Nem tudo, no entanto, representou apenas desafio. Houve a possibilidade de “avanço em outros campos”, entre eles o campo da humanização (“Existe uma política nacional de humanização na saúde que deveria alcançar os hospitais, mas no Pedro Ernesto isso nunca foi algo institucional, estamos tentando nos articular agora. Mas entendo também que implica colocar em questão a própria formação dos profissionais da área”) e o campo dos cuidados paliativos (“Precisa haver uma luta dentro da saúde para não permitir que os cuidados paliativos se transformem apenas em uma especialidade. Lidar com a morte, com o incurável, envolve outros aspectos na sua posição como ator do que aqueles meramente técnicos”).

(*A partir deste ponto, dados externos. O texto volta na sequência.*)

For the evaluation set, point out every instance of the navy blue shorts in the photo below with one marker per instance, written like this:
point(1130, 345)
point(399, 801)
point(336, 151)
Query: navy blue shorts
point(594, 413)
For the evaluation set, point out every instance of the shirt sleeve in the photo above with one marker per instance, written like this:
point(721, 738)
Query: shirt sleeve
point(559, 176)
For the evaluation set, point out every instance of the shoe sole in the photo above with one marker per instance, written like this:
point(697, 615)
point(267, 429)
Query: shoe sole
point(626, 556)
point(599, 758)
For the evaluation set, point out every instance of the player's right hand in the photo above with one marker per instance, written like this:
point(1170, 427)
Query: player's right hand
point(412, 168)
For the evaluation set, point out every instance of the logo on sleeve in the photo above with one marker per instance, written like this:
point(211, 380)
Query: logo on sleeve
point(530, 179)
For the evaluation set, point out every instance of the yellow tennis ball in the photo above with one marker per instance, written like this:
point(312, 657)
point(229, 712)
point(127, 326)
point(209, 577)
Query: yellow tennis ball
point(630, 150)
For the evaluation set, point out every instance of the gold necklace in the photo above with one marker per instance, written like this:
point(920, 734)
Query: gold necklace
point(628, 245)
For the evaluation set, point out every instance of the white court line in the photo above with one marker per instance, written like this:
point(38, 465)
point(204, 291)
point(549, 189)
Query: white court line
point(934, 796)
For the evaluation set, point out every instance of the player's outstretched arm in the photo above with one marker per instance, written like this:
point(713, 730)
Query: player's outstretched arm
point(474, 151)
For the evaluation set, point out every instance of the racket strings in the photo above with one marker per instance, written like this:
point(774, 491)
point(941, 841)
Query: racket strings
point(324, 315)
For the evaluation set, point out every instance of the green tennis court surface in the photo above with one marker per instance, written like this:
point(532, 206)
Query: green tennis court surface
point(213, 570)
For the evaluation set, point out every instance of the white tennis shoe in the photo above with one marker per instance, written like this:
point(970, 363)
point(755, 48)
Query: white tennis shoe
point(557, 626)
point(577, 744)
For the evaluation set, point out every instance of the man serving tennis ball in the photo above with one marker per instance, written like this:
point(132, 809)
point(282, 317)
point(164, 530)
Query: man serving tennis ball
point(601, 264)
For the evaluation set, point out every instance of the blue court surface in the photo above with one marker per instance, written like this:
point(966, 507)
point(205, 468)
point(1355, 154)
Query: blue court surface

Apesar de todo esse panorama, a palestra de Vinícius Darriba, na noite do dia 27, tinha como foco a Psicanálise no contexto hospitalar. Em resposta à estudante Simone Bezerra, ele buscou desfazer alguns estereótipos no que se refere a este campo clínico e de investigação da psique humana: “Há essa discussão de associar a Psicanálise a um determinado setting, como se fosse imprescindível ter uma sala, um divã, tempo a perder de vista, bastante dinheiro para arcar com os custos do atendimento. Eu acho que conseguimos avançar no Brasil a ponto de ter superado essa questão, a partir do ensino do Jacques Lacan. Quando uma de minhas residentes foi ouvir e conversar com uma paciente à beira da morte por Covid, o que menos importou foi se a paciente pôde contar toda a história de sua vida ou não, pois foi um atendimento que durou uma tarde. Mas ali, sem um analista, talvez as coisas continuassem em uma paralisa por parte da paciente, da médica, de todos os envolvidos na cena”.

Na descrição de Darriba, o analista aparece como uma importante ponte. No dia 24 de agosto, a mesma palavra, “ponte”, havia sido usada para descrever a inserção do psicólogo no cotidiano de um hospital. Quem a empregou foi Marcely Quirino Souza, coordenadora do Serviço de Psicologia Hospitalar do CHN. “A Resolução CFP nº 13/2007 nos diz que a atuação do psicólogo hospitalar abrange ‘avaliação e acompanhamento de intercorrências psíquicas dos pacientes que estão ou serão submetidos a procedimentos médicos visando à promoção e/ou à recuperação da saúde física e mental’”, lembrou Marcely, explicando em seguida: “Esse lugar é da medicina cartesiana, mas nós entramos nele para realizar esse tipo de procedimento, que envolve a subjetividade, a dor do paciente. Atuamos na promoção e no direcionamento da relação médico-paciente, paciente-família, paciente-paciente, e do paciente em relação a todo o processo de adoecimento dentro do hospital. Traduzindo isso tudo, nós trabalhamos como pontes, dando voz à dor desse paciente, que não é apenas física. Muitas vezes é a dor da perda de um órgão, de um procedimento cirúrgico. A hospitalização despersonaliza a pessoa, a internação por si só gera perda de autonomia”.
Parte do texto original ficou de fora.